Drift perd 280 millions de dollars, des hackers nord-coréens s’emparent des pouvoirs du Conseil de sécurité

Le pirate informatique inculpé pour le vol de 53 millions de dollars à l'échange de cryptomonnaie Uranium

Drift Protocol a subi une perte d’au moins 280 millions de dollars après qu’un acteur malveillant a pris le contrôle de ses pouvoirs administratifs du Security Council au cours d’une opération planifiée et complexe.

Des entreprises spécialisées en intelligence blockchain, notamment Elliptic et TRM Labs, ont établi un lien entre ces attaques et des acteurs menaçants de la Corée du Nord, en s’appuyant sur divers indicateurs présents sur la chaîne compatibles avec les techniques de ce pays.

Parmi ces indicateurs figurent l’utilisation de Tornado Cash, le moment du déploiement de CarbonVote (09h30, heure de Pyongyang), les schémas de transfert croisé, ainsi que le blanchiment à grande échelle, semblable au piratage de Bybit.

Le pirate a eu recours à des comptes nonce durables et à des transactions pré-signées pour retarder l’exécution et frapper avec précision à un moment choisi, selon les explications fournies par la plateforme.

Drift a précisé que l’intrus n’a pas exploité de failles dans ses programmes ou contrats intelligents, et que aucune phrase clé n’avait été compromise.

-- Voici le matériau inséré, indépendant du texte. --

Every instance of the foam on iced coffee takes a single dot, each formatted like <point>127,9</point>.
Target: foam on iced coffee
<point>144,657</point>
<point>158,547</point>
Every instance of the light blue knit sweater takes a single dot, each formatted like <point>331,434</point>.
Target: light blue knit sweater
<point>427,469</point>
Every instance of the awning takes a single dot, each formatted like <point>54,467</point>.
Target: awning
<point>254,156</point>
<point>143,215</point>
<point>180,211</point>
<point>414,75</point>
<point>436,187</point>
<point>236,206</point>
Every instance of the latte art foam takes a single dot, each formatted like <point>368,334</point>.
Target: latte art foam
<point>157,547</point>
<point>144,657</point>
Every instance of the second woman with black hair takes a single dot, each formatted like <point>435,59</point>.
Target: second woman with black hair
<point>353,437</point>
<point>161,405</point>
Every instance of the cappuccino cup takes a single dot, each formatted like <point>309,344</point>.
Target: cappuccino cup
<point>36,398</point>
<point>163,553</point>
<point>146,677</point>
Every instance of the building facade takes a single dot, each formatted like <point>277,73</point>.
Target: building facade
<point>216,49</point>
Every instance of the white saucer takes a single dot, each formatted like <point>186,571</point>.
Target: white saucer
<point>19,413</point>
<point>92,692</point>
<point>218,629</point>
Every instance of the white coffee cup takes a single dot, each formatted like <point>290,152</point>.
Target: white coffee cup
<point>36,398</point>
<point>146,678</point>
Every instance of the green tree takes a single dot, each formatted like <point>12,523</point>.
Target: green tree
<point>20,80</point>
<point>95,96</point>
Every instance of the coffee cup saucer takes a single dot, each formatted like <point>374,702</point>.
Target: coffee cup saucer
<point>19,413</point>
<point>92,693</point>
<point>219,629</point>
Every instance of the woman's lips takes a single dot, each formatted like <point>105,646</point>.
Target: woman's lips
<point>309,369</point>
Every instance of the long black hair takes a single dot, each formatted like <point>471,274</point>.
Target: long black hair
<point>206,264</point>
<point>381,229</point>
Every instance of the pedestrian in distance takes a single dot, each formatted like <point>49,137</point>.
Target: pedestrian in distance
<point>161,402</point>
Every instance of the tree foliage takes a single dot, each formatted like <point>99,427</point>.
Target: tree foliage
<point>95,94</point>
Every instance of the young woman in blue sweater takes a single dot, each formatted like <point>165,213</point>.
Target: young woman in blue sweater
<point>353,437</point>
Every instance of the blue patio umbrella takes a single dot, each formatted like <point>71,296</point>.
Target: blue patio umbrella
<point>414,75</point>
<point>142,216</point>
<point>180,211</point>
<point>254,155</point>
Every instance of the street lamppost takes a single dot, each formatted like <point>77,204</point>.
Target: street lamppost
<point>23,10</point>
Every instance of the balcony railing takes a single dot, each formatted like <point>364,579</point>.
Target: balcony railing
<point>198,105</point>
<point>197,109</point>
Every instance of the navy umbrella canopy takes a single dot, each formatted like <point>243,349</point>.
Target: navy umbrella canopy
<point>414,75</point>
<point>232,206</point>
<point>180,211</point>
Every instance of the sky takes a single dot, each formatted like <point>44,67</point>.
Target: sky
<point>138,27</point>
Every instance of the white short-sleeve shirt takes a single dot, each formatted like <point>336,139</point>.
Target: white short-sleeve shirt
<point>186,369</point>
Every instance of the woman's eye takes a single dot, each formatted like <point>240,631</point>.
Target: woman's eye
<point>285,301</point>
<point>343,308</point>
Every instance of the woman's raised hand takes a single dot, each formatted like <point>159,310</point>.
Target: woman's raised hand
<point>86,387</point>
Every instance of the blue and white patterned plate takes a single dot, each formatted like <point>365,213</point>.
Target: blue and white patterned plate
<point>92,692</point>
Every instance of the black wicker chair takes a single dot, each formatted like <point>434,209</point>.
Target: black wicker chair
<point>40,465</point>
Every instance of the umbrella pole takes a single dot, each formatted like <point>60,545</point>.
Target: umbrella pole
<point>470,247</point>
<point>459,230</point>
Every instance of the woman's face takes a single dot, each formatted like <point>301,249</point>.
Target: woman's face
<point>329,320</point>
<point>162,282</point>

Créée sur la blockchain Solana, la plateforme Drift Protocol est un échange décentralisé qui offre aux utilisateurs un contrôle total sur leurs fonds lors de leurs interactions avec les marchés sur chaîne.

À la fin de 2024, Drift affirmait compter 200 000 traders, avec des volumes de transactions totalisant plus de 55 milliards de dollars et un pic quotidien allant jusqu’à 13 millions de dollars.

Le rapport de Drift indique que le vol a été préparé entre le 23 et le 30 mars. Le pirate a créé des comptes nonce durables et obtenu les approbations de 2 membres du Security Council pour atteindre le seuil requis de multisig.

Cela a permis la pré-signature de transactions malveillantes qui n’ont pas été exécutées immédiatement.

Le 1er avril, l’attaquant a réalisé une transaction légitime, puis a immédiatement exécuté les transactions malveillantes pré-signées, prenant le contrôle administratif en quelques minutes.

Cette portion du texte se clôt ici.